Menuda decepción en el Gran Premio de Abu Dhabi. Después de una clasificación que invitaba a la tranquilidad y a un domingo cualquiera de carreras de coches, una decisión lo transformó en un desastre, no nos engañemos, es un terrorífico golpe. Da igual que la máquina fuese inferior a la de los rivales, no importa cuán brillante se haya mostrado el piloto y su garaje hasta cubrir el 90% de las vueltas totales de la temporada. Estaba en la mano y alguien lo ha dejado caer.
En el sábado empieza la explicación del domingo. En Ferrari se decide apostar por la calificación y meten ala a ambos coches y así consiguen situarse en posiciones privilegiadas respecto a lo que se esperaba. El revirado tercer sector está del lado de los monoplazas rojos, la carrera se plantea a la defensiva, siempre mirando por el retrovisor al máximo rival. Las 14 horas del 14 de Noviembre no sorprenden a nadie; Button adelanta a Alonso en la salida pese a los buenos primeros metros del español. Entraba dentro del guión. Y digo yo, ¿no ha entrado dentro de las cientos de horas de trabajo, de briefings, la posibilidad remota de un safety car? ¿Cuáles eran los pasos a seguir si Webber ponía los neumáticos duros en las primeras vueltas?
A partir de ahí viene la debacle. ¿Nadie en el muro ha visto pasar antes que a Webber a Petrov y Rosberg por el pitlane? ¿Nadie ha visto que Mark ha salido por detrás de muchos coches y con tráfico? En lugar de darle a Alonso una carrera aburrida y solitaria como la de Button, le meten en un calvario de 40 vueltas. Una tras otra, la siguiente siempre más desesperante que la anterior. El piloto y su ingeniero de pista (Andrea Stella) no tienen ninguna culpa. En el fragor de la batalla es completamente imposible ser lo suficientemente sereno pero ¿no existe un equipo de estrategas que contemplan al minuto la situación de carrera? ¿Es que Petrov y Rosberg no salían en sus monitores?
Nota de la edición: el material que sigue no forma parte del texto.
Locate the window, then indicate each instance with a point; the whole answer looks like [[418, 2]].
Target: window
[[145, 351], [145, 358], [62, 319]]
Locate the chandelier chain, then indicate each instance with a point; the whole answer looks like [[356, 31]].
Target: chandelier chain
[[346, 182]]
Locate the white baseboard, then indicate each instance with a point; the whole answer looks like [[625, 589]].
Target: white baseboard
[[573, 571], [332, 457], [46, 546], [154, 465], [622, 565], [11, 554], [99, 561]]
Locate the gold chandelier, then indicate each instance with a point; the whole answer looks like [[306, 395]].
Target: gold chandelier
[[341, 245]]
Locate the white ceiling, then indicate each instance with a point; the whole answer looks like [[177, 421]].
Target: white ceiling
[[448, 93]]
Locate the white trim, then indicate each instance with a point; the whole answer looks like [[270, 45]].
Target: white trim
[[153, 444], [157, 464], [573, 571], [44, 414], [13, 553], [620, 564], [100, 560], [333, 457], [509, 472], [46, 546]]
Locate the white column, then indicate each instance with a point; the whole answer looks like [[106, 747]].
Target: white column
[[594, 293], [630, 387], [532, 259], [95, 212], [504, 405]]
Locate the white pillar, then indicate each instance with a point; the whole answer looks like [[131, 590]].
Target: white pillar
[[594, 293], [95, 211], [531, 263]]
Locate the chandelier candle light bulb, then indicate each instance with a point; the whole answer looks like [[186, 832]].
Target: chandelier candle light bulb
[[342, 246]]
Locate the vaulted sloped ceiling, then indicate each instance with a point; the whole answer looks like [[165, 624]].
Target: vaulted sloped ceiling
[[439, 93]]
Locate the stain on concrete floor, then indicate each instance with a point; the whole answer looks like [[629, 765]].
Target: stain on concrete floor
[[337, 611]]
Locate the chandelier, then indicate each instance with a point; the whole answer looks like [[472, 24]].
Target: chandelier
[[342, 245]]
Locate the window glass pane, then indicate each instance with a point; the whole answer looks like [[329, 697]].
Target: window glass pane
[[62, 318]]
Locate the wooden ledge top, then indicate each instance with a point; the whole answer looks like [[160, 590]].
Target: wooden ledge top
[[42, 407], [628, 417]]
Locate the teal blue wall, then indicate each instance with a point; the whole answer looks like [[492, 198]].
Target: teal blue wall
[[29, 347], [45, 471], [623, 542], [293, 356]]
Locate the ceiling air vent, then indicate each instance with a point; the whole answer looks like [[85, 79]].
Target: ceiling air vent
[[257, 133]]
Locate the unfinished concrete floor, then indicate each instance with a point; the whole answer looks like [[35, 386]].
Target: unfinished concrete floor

Una decisión que arroja a la basura muchas horas de trabajo y esfuerzo de muchos. Rodarán cabezas.
Ferrari, squadra entre escuadras, debe mirarse en el espejo de los años de Michael, Todt y Brawn, años de oro en todos los ámbitos. Había dinero, buenos diseñadores, pilotos y estrategas, brillantes estrategas. Veo el equipo actual y me sobran nombres italianos, tantos como cabezas pensantes faltan.
En el diseño del vehículo ya se ha dado un paso adelante tras el repaso mecánico de Red Bull y McLaren (f-duct, escapes sopladores,…) con el fichaje de Pat Fry, jefe de diseño de McLaren hasta 2010. Que la brillantez del conductor no nuble el problema de fondo. No se puede permitir a estos niveles la chapuza del ingeniero de Massa y él mismo en Hockenheim o el error estratégico de esta tarde. Alonso de tercero a séptimo..., venga ya!